Legislatura 15 Atto di Sindacato Ispettivo n° 3-00724

Atto n. 3-00724

Pubblicato il 12 giugno 2007
Seduta n. 165

GIANNINI , RUSSO SPENA - Al Ministro del lavoro e della previdenza sociale. -

Premesso che:

il 4 agosto 2006, il Direttore generale dell’Azienda sanitaria (A.S.) n. 8 di Vibo Valentia, dott.

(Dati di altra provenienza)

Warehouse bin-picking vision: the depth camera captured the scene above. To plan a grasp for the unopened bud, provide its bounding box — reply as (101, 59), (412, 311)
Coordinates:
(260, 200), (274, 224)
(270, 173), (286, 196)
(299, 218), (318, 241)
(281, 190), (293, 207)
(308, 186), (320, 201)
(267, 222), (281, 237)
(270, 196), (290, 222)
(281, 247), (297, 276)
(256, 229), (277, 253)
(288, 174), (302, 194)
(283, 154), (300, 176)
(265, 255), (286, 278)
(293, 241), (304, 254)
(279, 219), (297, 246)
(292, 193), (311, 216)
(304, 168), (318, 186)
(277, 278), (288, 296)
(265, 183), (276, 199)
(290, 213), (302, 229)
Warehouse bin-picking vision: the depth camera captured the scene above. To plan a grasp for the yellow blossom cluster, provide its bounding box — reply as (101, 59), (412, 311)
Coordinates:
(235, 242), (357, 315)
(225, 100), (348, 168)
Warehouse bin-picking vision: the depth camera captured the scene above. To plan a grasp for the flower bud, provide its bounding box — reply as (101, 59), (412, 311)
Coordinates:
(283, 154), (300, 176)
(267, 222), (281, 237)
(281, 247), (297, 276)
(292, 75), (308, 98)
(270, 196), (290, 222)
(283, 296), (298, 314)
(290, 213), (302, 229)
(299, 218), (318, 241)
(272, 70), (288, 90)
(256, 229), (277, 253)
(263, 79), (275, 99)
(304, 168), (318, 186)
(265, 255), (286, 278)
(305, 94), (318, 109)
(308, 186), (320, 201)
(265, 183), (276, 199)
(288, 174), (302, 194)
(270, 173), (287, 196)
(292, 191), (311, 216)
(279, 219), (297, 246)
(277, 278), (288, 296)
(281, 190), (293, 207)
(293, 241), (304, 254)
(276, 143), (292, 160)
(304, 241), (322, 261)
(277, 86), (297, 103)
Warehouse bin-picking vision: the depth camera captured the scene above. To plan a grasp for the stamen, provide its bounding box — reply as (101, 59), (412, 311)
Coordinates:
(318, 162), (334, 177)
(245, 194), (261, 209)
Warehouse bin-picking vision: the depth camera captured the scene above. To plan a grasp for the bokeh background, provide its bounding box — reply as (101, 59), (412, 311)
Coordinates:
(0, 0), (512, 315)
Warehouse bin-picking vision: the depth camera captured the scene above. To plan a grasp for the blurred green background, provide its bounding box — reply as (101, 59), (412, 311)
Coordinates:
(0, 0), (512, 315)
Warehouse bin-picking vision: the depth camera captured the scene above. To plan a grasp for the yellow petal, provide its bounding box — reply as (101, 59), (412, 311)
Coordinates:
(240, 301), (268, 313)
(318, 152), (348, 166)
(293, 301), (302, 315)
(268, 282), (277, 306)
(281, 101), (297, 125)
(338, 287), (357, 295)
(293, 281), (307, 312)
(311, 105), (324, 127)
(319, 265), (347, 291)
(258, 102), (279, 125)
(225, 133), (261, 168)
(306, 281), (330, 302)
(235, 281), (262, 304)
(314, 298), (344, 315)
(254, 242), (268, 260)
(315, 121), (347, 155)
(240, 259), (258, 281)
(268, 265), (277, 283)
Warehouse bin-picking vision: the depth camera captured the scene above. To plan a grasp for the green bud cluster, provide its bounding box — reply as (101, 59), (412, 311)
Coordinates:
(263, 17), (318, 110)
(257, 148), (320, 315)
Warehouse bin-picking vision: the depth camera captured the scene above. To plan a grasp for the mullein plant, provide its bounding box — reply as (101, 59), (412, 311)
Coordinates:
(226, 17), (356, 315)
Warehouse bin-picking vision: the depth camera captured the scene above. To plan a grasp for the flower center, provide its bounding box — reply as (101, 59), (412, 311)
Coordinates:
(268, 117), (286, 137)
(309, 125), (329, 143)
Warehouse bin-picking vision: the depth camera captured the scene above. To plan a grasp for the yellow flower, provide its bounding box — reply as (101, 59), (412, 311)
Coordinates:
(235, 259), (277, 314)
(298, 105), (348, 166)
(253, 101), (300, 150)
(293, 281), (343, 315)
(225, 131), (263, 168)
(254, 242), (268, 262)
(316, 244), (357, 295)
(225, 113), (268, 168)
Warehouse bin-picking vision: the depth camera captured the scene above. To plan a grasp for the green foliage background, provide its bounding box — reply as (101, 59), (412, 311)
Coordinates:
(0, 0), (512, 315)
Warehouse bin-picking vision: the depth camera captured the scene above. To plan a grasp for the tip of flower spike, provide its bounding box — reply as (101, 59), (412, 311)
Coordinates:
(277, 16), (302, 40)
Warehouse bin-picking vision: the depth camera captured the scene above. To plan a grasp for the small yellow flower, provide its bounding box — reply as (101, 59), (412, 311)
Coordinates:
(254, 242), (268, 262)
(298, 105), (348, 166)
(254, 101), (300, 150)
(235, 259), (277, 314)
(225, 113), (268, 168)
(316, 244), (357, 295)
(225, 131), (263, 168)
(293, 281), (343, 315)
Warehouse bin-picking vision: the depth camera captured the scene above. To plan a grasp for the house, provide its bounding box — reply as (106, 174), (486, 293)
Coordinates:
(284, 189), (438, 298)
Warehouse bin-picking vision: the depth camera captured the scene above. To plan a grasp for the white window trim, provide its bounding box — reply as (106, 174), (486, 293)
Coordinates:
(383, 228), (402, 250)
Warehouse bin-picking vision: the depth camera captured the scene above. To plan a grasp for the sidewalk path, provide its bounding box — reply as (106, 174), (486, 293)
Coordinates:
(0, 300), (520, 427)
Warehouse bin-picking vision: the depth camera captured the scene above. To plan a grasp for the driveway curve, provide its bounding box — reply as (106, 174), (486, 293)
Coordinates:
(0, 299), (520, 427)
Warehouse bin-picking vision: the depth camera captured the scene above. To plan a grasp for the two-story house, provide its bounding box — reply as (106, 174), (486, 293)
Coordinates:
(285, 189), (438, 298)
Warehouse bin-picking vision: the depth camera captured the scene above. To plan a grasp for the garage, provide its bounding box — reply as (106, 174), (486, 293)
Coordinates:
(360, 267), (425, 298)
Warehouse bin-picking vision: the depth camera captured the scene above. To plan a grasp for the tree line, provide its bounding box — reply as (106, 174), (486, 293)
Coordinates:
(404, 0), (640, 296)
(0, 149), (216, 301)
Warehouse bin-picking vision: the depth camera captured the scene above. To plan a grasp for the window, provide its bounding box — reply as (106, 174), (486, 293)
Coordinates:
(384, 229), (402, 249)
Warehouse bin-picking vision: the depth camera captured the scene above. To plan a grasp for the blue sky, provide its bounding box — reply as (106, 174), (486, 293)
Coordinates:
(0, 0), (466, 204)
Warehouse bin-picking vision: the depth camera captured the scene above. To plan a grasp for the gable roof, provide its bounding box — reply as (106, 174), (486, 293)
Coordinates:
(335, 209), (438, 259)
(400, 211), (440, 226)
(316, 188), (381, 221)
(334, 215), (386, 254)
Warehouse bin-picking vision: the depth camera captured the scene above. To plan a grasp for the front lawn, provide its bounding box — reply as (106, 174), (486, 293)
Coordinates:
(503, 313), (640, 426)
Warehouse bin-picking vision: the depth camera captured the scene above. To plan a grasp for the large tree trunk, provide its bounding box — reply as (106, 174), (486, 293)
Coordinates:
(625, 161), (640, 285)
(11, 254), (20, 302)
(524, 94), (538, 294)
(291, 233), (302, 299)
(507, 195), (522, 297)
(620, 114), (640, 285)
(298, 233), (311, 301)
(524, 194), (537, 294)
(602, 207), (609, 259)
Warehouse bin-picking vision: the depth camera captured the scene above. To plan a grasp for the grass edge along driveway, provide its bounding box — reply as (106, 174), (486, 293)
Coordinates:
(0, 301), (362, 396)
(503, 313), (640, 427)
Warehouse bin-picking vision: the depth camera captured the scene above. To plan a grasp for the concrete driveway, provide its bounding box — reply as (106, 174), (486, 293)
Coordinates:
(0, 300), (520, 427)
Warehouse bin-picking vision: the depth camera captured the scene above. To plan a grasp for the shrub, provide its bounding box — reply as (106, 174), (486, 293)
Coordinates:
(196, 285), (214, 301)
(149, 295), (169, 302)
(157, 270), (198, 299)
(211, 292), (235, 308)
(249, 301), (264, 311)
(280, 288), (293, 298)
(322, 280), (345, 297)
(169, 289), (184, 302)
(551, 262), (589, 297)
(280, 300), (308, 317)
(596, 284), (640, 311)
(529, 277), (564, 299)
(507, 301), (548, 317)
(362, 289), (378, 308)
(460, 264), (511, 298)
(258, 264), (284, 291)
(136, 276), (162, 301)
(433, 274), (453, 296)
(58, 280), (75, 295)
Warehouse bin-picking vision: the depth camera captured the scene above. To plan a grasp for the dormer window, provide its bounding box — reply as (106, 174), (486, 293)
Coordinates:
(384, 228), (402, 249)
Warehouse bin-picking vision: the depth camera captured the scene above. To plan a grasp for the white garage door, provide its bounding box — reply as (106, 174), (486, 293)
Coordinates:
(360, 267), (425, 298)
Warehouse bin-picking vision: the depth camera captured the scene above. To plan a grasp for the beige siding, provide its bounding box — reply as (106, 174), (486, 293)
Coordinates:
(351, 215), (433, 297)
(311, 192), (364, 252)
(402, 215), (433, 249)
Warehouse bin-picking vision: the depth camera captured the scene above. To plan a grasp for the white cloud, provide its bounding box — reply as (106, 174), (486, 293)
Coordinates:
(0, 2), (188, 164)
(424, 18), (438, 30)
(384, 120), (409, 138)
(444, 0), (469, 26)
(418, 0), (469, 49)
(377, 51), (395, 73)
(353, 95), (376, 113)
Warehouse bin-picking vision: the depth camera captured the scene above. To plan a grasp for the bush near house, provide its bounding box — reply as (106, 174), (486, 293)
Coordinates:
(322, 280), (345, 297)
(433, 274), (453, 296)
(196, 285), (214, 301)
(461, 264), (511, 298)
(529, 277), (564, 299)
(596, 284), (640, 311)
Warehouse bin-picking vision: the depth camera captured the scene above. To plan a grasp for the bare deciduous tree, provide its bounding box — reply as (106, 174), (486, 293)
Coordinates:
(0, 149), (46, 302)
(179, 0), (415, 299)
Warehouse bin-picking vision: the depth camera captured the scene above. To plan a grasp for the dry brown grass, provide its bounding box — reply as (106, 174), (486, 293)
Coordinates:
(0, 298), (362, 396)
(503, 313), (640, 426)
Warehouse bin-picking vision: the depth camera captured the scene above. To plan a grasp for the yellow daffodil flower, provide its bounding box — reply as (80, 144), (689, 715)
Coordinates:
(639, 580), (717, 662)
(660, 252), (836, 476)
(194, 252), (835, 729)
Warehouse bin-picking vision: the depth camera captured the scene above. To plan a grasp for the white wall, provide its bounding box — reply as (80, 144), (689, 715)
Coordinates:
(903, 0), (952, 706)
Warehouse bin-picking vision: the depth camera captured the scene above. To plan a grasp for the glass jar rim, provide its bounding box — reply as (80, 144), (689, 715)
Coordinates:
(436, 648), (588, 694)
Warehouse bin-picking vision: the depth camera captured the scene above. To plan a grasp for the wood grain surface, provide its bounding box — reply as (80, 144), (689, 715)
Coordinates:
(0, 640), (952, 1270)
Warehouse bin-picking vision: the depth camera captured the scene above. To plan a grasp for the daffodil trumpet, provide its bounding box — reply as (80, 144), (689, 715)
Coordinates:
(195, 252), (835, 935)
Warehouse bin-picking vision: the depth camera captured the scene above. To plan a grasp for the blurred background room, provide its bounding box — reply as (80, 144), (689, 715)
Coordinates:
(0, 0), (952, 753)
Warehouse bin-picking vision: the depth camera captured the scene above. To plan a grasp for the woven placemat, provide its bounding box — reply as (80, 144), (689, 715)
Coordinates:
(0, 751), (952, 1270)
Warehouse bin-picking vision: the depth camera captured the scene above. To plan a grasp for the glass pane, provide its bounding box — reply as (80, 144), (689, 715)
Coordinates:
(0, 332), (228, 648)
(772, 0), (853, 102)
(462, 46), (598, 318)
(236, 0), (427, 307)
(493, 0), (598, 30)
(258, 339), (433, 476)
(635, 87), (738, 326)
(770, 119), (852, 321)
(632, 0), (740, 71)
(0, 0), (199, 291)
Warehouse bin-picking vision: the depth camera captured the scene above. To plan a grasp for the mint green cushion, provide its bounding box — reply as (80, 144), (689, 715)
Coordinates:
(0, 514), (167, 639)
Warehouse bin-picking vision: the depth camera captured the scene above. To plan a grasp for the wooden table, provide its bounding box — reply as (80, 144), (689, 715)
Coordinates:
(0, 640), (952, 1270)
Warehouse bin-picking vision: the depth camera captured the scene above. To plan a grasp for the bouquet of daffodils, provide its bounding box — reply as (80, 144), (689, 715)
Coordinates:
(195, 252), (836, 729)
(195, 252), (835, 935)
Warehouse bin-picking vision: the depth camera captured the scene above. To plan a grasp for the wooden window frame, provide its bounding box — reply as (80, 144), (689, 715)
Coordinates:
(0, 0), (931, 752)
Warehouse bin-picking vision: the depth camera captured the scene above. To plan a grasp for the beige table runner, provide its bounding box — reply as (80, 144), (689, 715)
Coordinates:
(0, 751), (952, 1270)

Francesco Talarico, ed il prefetto Vincenzo Greco, alla presenza del dirigente del Dipartimento lavoro della Regione Calabria, Franco Petramala, veniva siglato un accordo con i rappresentanti sindacali dei 79 lavoratori dell’agenzia interinale “Obbiettivo Lavoro S.p.A.”, il quale prevedeva che 47 di questi lavoratori precari dovevano essere reinseriti nelle loro mansioni presso l’A.S.; ed i restanti 32 assunti a tempo determinato, presso gli Uffici della protezione civile regionale di Vibo Valentia, dopo che l’alluvione del 3 luglio 2006 aveva reso necessario un incremento di personale;

l’accordo, che regolava una proroga di 5 mesi sul proprio contratto di lavoro dei 79 lavoratori, scadeva il 31 dicembre 2006, e, nel frattempo, nessuno dei lavoratori interessati veniva chiamato a lavorare, così come invece il predetto accordo prevedeva;

si apriva, quindi, un nuovo conflitto che si concludeva il 25 ottobre 2006, sempre presso la Prefettura di Vibo Valentia, questa volta anche alla presenza dei due sindaci di Vibo Valentia e di Serra San Bruno – le due città con il numero più alto di lavoratori coinvolti – che terminava con la ratifica dell’accordo del 4 agosto 2006, e l’aggiunta di altri 15 lavoratori;

si arrivava, dunque, a 94 lavoratori in attesa di risposte da parte della Regione Calabria;

venerdì 1° giugno 2007, in assenza di risposte da parte della Regione, i lavoratori prendevano la decisione di occupare la sala del Consiglio comunale di Vibo Valentia;

nel corso della protesta, in serata, giungeva la notizia che la proposta di delibera per la ratifica e l’attuazione dell’accordo, presentata dall’Assessore regionale al lavoro, on. Antonio De Gaetano, veniva respinta dalla Giunta regionale;

saliva la rabbia e la disperazione tra i lavoratori: il giorno seguente, sabato 2 giugno 2007, due di loro salivano sul campanile del Municipio di Vibo Valentia, minacciando il suicidio qualora il Presidente della Regione Calabria, on. Agazio Loiero, non li avesse incontrati dando loro risposte concrete in ordine all’attuazione dell’accordo e alla proroga dei contratti;

contemporaneamente, veniva investita dell’intera vicenda il Sottosegretario di Stato per il lavoro e la previdenza sociale, on. Rosa Rinaldi, la quale parlava direttamente con i lavoratori in protesta;

lunedì 4 giugno 2007, i lavoratori riuscivano ad ottenere un incontro ufficiale con il Presidente Loiero. Tale incontro, al quale partecipavano i segretari provinciali di Cgil, Cisl, Uil e Slai-Cobas, seguiti da una delegazione di lavoratori, i sindaci di Vibo Valentia e Serra San Bruno, il Presidente della Provincia di Vibo Valentia, faceva emergere un quadro critico: il governatore Loiero smentiva l’accordo del 4 agosto 2006, e chiedeva 48 ore di tempo per aggiornare una nuova riunione, con la quale avrebbe provveduto a trovare una soluzione definitiva per i 94 lavoratori;

considerato che passata una settimana da quell’incontro, continua la protesta dei lavoratori con l’occupazione della Sala del Consiglio comunale di Vibo Valentia,

si chiede di sapere se il Ministro in indirizzo non ritenga opportuno intervenire, in tempi brevi, al fine di risolvere la drammatica situazione in cui versano i 94 lavoratori, sulla base di quanto sottoscritto con l’accordo del 4 agosto 2006.